Data mining from webpages with Python Mechanize Browser Automation - a Big data tutorial

Data mining from the web with Python Mechanize Browser Automation - Big data tutorial

In this example the Python Mechanize package is used for browser automation - Selenium is much more feature rich (and is also a bit more difficult to use) and is to be used when feature-rich Javascript and Ajax website data mining or automated test case setup is to be built. A Selenium browser automation example can be found here. This rich commented Python Mechanize Browser Automation example does the following:

Logs in to a webpage with custom credentials
Opens an other page by knowing the session used for login
Finds a form and two input fields of it
- Adds multiple list elements in a for cycle to the first field
  - Adds multiple list elements in an other for cycle to the second field
    - Lists the results of the above query
    - The list can have multiple sub pages (the list shows limited results and have a pager)
      - Checks all the links of the query matching a pattern
      - LABEL: PAGE - Opens all the links from the next page
        Mines all the unfiltered data from the opened pages
        Goes back to LABEL: PAGE step recursively

# Import Python Mechanize Browser Automation Library

import mechanize

# Import regular Expressions

import re

import collections



# Dropdown values for the forms

dropdownelements = ['Selection1', 'Selection2']

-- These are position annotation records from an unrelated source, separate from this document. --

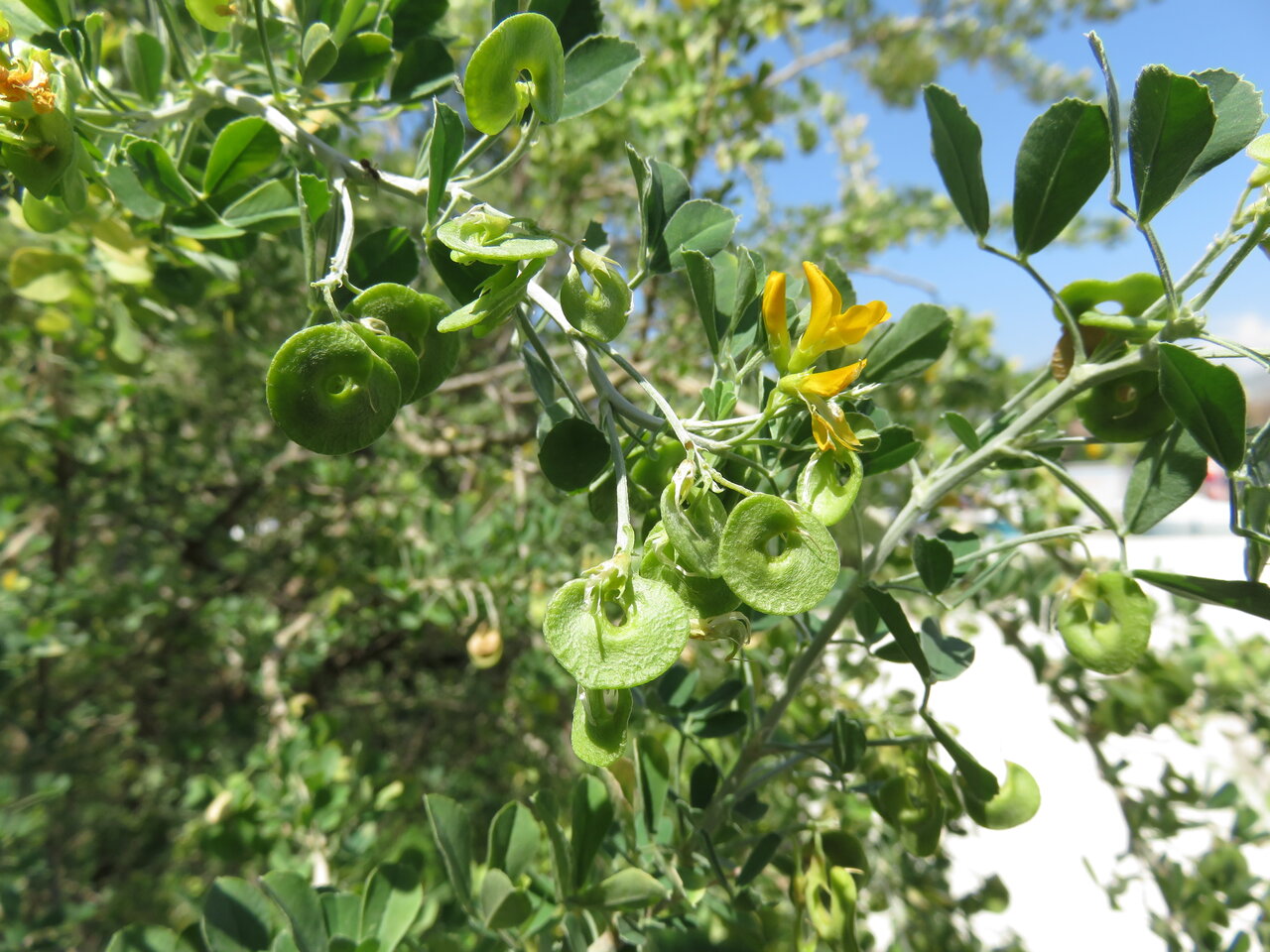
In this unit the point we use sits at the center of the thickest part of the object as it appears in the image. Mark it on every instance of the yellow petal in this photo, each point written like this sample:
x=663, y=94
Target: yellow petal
x=829, y=426
x=849, y=327
x=829, y=384
x=774, y=306
x=826, y=303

dropdownelements2 = ['Selection10', 'Selection20']



# Initialize the browser

browser = mechanize.Browser()

browser.set_handle_robots(False)

# Simulate Firefox

browser.addheaders = [('User-agent', 'Firefox')]

# Open the page

browser.open("http://www.tobecheckedpage")

# Select the form named login, e.g. in the HTML  

browser.select_form(name="login")



# Find the form element named login and add myloginid to it

browser["login"] = "myloginid"

# Find the form element named password and add mypassword to it

browser["password"] = "mypassword"

# Click on the submit button

response = browser.submit()



# For all dropdownelements

for dropdownelement in dropdownelements:

	# For all dropdownelements2

	for dropdownelement2 in dropdownelements2:

		# Open a page

		page = browser.open("http://www.tobecheckedpage/page")

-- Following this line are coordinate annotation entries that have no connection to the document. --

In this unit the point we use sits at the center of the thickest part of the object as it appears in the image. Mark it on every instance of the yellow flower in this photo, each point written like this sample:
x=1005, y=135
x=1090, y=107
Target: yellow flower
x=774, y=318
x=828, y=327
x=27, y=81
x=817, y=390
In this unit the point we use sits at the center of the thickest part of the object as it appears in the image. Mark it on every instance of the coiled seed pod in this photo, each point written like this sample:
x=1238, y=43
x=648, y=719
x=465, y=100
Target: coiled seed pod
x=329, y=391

		# Get the response to console

		print page.read()

		# Find element by name, e.g. in the HTML 

		browser.select_form(name="code")

		# Find input element option and add dropdownelement as value

		browser.form[ 'options' ] = dropdownelement

		# Find input element keywords and add dropdownelement2 as value

		browser.form[ 'keywords' ] = dropdownelement2

		# Submit the form

		browser.submit()

		# Call recursive checker - as form has been sent, we have the results of the query

		checklinks(browser, country, job)



# The recursive query to chech multi pages of search results; check the main part of the code first

def checklinks(browser, dropdownelements, dropdownelements2):

	# Initialize a second browser with the same properties that the first has

	browser2 = browser

	# Get all the links on the search query page

	for link in browser.links():

		# For all links do:

		# Filter the links that has RegExp in their href

	    siteMatch = re.compile( '/RegExp' ).search( link.url )

		# If link contains RegExp

	    if siteMatch:

		# Then open the link

		resp = browser2.follow_link( link )

		# And store its content

		content = resp.get_data()

		# Do data mining in the content of the detail page resulting from the query result page

	# An other for cycle checking all the links on the result page (again)	

	for link in browser.links():

		#Check if the link has the text 'Next >'

		siteMatch = re.compile( 'Next >' ).search( link.text )

		# If it has

		if siteMatch:

			# Then follow the link (go to next page of the results)

			resp = browser.follow_link( link )

			# Call recursive checker - as form has been sent, we have the results of the query

			checklinks(browser, country, job)